As far as other sectors, we are overweight in Consumer Staples. Our initial reason was because these companies have an easier time passing along higher prices to consumers. It is a defensive sector that should hold up well in the current environment. Additionally, they are cheap, and generally pay a good dividend. In that sector, we like names, such as, Kimberly-Clark Corp. (NYSE: KMB), Church & Dwight Co., Inc. (NYSE: CHD), The Procter & Gamble Company (NYSE: PG), PepsiCo, Inc. (NYSE: PEP) and even The Coca-Cola Company (NYSE: KO). Information Technology has also acted as a good defensive play, with names like Apple Inc. (NASDAQ: AAPL) and Oracle Corp. (NASDAQ: ORCL).

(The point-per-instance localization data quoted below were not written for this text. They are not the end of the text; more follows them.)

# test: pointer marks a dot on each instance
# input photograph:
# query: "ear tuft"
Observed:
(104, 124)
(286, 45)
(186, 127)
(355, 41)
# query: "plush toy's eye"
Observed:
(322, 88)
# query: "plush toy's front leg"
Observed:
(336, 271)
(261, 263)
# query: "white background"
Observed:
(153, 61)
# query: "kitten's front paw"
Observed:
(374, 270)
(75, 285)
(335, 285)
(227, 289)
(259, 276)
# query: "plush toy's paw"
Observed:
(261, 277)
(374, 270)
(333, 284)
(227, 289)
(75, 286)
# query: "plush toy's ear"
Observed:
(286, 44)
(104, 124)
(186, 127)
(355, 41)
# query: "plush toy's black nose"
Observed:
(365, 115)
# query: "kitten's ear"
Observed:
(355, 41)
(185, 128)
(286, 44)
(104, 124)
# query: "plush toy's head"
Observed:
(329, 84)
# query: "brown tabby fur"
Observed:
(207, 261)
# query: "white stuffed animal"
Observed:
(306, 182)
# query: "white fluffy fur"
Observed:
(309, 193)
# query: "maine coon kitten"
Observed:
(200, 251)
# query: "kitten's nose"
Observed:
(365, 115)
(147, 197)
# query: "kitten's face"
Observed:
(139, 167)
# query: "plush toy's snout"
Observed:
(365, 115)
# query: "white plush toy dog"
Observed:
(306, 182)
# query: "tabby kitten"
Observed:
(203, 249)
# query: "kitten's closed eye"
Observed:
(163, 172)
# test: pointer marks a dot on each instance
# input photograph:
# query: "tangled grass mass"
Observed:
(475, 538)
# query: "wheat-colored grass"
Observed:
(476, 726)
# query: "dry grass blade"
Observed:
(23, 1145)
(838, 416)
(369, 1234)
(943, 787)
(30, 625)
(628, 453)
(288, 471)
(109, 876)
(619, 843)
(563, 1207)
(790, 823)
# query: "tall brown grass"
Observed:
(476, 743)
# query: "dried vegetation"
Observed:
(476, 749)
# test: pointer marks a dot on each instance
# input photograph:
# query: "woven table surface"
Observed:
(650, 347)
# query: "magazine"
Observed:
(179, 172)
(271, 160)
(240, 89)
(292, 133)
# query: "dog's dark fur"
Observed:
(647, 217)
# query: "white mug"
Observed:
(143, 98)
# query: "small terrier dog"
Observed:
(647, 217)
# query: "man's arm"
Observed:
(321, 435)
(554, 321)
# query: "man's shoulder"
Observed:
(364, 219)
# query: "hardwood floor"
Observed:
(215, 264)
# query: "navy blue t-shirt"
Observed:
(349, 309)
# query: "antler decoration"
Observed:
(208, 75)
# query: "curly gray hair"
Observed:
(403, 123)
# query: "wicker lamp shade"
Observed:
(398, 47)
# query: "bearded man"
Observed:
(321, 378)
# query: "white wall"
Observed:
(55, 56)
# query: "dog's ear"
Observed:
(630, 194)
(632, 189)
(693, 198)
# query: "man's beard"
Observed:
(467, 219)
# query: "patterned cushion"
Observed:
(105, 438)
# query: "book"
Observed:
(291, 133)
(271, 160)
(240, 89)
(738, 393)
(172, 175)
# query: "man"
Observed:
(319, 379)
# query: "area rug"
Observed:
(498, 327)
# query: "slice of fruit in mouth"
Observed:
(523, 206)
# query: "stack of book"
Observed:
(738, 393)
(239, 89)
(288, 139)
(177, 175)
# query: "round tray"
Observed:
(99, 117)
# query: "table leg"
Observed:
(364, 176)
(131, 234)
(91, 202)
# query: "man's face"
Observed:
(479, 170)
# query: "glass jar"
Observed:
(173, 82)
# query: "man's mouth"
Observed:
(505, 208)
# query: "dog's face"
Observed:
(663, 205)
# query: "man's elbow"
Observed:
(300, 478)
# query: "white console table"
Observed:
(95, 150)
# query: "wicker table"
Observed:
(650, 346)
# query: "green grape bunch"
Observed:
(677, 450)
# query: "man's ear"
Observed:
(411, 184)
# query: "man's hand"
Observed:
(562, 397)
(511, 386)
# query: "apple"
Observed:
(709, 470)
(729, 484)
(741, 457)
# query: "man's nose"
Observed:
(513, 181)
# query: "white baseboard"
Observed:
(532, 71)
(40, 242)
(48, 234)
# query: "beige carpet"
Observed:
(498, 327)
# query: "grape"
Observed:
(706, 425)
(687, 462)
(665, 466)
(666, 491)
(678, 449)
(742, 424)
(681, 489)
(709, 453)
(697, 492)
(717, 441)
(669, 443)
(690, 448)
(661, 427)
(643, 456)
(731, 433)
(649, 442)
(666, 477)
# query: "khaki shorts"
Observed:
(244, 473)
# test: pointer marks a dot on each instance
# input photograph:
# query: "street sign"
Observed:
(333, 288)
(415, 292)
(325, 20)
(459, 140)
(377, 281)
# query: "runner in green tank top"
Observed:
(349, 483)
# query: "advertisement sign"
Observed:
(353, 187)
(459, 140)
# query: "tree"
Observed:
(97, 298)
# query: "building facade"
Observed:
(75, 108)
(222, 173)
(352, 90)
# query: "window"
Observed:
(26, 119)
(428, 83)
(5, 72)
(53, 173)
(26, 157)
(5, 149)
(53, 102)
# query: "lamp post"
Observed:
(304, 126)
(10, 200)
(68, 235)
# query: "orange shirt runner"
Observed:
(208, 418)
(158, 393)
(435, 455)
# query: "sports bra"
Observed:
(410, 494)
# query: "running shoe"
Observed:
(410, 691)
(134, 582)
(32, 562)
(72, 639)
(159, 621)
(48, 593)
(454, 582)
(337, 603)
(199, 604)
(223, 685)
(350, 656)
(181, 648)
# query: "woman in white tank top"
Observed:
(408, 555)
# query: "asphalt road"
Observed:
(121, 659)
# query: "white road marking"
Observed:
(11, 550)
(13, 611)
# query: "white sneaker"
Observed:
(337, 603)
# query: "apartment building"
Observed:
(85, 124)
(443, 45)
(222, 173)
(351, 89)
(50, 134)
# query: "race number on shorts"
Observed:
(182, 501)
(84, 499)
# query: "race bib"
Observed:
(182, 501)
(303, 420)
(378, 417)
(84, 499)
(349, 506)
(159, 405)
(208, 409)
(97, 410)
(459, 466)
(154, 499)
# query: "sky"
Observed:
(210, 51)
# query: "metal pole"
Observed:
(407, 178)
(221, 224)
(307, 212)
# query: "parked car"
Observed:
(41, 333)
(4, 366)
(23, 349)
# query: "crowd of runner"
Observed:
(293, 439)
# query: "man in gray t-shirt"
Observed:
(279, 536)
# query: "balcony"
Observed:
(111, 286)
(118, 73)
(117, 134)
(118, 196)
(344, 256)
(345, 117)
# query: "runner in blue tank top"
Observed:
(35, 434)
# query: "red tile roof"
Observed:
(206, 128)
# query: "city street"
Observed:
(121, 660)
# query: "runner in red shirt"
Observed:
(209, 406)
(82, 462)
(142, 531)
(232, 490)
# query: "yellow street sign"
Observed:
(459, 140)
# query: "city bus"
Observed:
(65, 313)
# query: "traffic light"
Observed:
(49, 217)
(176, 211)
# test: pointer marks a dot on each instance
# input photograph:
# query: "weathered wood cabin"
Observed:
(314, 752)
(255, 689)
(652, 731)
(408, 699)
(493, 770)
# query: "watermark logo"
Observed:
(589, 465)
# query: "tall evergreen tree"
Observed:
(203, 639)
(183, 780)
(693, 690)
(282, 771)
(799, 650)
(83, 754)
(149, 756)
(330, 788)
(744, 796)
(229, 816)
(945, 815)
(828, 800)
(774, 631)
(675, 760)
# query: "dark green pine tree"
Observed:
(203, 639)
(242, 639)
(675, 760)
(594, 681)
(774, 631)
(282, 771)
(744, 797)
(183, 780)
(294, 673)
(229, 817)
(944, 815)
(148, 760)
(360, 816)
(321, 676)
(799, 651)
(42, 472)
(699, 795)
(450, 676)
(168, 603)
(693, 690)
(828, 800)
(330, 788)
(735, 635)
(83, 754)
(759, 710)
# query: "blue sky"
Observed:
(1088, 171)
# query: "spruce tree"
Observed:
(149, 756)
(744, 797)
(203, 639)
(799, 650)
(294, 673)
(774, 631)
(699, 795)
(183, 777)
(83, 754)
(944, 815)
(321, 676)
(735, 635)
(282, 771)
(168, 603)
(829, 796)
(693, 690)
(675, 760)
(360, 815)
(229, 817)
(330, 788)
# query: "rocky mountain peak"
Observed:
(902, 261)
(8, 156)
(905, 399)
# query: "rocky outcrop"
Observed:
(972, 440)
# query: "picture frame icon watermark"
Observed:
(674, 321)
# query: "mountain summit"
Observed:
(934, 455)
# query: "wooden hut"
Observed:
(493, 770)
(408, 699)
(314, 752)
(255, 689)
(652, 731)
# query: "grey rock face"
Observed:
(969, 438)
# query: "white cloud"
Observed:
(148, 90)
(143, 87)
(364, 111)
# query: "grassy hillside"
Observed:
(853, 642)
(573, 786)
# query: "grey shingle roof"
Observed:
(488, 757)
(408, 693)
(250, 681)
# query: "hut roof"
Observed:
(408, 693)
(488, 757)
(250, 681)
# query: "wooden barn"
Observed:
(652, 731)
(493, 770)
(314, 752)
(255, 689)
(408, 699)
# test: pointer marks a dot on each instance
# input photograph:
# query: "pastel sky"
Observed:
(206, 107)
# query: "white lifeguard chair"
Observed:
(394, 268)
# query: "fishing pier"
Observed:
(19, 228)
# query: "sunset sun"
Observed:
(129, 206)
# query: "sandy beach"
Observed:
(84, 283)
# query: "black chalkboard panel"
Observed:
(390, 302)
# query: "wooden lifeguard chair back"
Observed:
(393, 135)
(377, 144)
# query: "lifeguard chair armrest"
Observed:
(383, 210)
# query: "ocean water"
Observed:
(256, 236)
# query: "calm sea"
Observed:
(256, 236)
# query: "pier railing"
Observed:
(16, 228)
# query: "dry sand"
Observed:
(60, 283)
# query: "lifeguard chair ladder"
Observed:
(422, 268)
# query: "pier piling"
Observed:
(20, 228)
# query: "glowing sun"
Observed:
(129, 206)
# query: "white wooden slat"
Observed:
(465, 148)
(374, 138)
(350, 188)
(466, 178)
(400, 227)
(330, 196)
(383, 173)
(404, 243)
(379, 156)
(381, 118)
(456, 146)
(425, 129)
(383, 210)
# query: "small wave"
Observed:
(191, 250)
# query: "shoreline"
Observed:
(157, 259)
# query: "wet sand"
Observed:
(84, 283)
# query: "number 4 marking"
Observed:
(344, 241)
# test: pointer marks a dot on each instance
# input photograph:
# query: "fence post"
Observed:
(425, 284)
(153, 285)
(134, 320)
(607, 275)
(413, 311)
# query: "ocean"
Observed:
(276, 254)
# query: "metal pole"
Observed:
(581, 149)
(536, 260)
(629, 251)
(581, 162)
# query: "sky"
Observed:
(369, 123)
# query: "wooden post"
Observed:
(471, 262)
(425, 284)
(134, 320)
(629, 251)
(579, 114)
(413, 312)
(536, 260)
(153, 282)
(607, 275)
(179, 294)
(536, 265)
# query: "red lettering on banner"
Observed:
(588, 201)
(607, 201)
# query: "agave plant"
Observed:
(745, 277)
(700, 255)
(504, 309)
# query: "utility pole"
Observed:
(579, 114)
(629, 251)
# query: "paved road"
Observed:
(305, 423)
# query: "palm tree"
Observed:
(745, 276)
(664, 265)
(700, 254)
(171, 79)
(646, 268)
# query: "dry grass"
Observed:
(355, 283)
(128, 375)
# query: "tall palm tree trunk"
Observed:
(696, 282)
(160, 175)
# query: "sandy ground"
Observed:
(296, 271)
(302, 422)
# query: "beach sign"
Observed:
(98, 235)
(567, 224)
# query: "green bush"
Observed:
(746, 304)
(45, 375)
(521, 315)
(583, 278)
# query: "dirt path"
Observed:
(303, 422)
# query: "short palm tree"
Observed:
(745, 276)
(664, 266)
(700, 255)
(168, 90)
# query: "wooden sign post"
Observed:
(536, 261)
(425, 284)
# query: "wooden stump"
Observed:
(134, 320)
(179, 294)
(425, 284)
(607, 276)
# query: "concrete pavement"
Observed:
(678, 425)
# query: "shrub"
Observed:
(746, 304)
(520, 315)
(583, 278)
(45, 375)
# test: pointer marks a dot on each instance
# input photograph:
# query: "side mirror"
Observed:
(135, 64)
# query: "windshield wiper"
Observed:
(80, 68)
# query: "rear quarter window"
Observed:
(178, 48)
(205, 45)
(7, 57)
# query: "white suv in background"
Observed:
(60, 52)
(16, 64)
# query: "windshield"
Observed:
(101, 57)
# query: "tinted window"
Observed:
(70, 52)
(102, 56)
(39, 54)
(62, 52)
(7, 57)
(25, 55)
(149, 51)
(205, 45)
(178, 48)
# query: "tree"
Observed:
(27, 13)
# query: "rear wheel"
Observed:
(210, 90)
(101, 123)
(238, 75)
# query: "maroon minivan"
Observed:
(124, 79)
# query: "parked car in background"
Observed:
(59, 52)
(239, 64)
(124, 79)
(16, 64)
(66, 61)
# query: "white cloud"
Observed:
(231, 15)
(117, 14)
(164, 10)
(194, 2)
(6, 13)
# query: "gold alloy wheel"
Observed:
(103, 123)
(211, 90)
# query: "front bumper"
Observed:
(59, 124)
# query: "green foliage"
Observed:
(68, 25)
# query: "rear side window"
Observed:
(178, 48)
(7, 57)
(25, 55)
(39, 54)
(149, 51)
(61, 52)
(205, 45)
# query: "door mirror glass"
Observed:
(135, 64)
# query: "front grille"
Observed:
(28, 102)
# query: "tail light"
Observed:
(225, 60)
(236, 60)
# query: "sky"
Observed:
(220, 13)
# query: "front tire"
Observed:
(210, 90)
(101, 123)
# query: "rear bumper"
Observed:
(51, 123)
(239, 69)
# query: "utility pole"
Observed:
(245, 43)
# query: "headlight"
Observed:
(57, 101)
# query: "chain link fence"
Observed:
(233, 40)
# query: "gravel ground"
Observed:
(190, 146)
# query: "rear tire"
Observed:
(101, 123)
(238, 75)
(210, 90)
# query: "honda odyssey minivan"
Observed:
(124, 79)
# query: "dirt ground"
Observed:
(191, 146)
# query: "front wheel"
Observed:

We are slightly underweight in Consumer Discretionary as commodity costs have affected them. With the nature of their businesses, they have a tough time controlling costs. They cannot pass along higher prices to consumers, as easily as some other sectors.
Given the recent sell-off, there really is not a lot we would avoid. We consider a universe of 700 stocks, and about 300 of those are trading for a PEG ratio below 1. More than 400 stocks in our universe offer a dividend yield near 3%. We have seen the recent sell-off create some good values in the market.